Even during my last few years as pastor, it seemed to me we had the wrong goal for the Christian life. My Charismatic friends seemed to think it was all about powerful manifestations of God. Speaking in tongues, prophecies, and healings were all the rage. For evangelicals, it seemed to be mostly about knowledge, believing the “right” things. Neither focus seemed to result in much positive life change or have much of an impact for good or for God upon the world. Interestingly, both approaches feed the ego by having a power or knowledge that others did not have. I came to the conclusion that neither group had God nearly as well figured out as they thought they did.
For instance, our knowledge of the Bible can turn into a very ugly, unkind, and inhumane thing. It was Arun Gandhi, the grandson of Mahatma Gandhi who said, “People of the book risk putting the book above people.”
I have heard propositional sermons, in which the preacher declared, if you do this, God will do that for you. My personal life seldom seemed to bear that out, nor did it follow the patterns the preacher so boldly proclaimed. It didn’t even hold up when I thought through various people in the Bible and their life circumstances.
We have taken the mystery out of God and if anyone is mysterious, He is. How can we possibly, rationally say that we have God figured out and he always has to act “this way”? I mean, I don’t even have my wife figured out. I don’t even have me figured out! How could I possibly figure out the Creator?
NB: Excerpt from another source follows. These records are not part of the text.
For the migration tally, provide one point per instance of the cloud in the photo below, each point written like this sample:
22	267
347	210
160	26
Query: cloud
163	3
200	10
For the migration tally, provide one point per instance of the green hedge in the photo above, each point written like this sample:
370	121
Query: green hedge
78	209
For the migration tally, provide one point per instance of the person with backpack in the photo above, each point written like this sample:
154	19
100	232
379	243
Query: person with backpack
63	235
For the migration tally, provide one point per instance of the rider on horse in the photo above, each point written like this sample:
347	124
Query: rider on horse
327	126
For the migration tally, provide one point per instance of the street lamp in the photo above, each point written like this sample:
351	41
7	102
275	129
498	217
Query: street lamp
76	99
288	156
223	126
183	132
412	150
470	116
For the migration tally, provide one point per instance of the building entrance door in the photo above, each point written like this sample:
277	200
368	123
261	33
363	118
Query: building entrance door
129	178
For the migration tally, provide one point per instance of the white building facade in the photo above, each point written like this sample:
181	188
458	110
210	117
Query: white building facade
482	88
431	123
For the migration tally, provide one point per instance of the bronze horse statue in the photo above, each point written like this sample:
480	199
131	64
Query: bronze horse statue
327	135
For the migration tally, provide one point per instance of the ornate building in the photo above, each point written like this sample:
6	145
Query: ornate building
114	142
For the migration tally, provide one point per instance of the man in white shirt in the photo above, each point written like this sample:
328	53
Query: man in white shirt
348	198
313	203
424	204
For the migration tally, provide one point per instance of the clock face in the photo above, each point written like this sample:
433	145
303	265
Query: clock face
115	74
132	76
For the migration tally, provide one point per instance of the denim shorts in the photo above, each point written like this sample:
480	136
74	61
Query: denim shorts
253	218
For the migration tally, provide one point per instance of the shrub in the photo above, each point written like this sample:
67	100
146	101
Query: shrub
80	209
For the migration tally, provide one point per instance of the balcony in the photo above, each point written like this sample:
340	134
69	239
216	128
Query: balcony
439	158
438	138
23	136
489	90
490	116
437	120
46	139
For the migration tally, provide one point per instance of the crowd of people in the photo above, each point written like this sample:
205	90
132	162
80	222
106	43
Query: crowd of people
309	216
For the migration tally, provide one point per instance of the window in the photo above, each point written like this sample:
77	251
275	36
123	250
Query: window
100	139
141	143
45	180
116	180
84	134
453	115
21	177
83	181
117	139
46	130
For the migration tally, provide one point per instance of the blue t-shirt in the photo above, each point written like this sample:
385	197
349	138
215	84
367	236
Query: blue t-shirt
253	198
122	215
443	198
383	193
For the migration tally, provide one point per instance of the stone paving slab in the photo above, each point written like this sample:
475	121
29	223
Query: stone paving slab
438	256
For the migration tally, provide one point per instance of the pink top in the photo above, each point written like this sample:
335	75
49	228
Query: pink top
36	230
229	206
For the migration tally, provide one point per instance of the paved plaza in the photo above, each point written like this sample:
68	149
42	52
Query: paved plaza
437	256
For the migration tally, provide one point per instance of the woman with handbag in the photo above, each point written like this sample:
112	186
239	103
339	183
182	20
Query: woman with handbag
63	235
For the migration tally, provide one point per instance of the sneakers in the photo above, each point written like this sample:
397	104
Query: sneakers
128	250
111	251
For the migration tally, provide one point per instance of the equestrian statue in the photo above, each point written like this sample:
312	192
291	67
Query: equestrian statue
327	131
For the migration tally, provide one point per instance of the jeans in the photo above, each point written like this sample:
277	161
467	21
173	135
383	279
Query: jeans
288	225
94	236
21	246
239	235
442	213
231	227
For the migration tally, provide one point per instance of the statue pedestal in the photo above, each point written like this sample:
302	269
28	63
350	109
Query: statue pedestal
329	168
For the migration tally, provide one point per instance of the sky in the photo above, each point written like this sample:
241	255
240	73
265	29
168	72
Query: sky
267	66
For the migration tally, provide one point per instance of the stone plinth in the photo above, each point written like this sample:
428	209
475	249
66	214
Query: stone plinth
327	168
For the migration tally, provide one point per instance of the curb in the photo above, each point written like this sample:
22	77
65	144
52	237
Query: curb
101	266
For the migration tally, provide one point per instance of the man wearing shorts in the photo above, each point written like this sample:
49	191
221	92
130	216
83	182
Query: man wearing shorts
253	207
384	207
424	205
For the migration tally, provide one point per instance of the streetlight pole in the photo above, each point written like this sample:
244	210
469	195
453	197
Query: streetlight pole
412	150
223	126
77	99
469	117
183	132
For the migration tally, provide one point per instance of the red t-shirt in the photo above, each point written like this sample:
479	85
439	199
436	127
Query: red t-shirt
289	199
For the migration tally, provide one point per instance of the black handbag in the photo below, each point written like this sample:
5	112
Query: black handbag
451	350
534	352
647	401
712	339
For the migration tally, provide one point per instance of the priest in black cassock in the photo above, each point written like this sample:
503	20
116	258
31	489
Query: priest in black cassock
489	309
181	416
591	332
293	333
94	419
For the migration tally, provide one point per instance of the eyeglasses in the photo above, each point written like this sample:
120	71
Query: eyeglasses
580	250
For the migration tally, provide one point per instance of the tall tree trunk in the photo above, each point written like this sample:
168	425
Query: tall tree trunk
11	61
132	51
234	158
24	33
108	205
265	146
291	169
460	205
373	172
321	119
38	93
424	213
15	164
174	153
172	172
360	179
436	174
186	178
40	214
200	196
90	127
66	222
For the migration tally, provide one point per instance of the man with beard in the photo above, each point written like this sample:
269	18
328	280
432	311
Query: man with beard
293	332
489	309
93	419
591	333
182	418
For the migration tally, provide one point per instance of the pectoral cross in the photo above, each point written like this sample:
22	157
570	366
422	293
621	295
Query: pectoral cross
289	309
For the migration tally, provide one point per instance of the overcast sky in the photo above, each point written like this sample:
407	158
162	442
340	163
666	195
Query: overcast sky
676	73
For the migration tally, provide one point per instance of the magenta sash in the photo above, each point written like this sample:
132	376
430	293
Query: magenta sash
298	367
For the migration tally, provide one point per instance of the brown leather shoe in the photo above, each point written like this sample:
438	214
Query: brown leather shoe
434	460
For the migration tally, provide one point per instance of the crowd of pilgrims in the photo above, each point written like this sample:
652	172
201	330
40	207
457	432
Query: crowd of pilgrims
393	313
If our minds and understanding have limits, and they do, there is a pretty good chance we might be wrong about something concerning our understanding of God. Church history is largely a record of how we got it wrong, but Christians were willing to fight and kill for those things, because we believed we were right. So we had inquisitions, militaristic crusades, torture, and executions over differences in beliefs.
Did we suddenly get everything right?
There needs to be room for questions because anything true can withstand any sort of questioning we can come up with.
People have some very good and very honest questions about God and The church should be their sanctuary from fear and exclusion. Their questions should be welcomed, but it is exactly at this point when people leave the church. They can tell that their questions are unwelcome, since the church already has its axioms that must be embraced to be an accepted member of the club.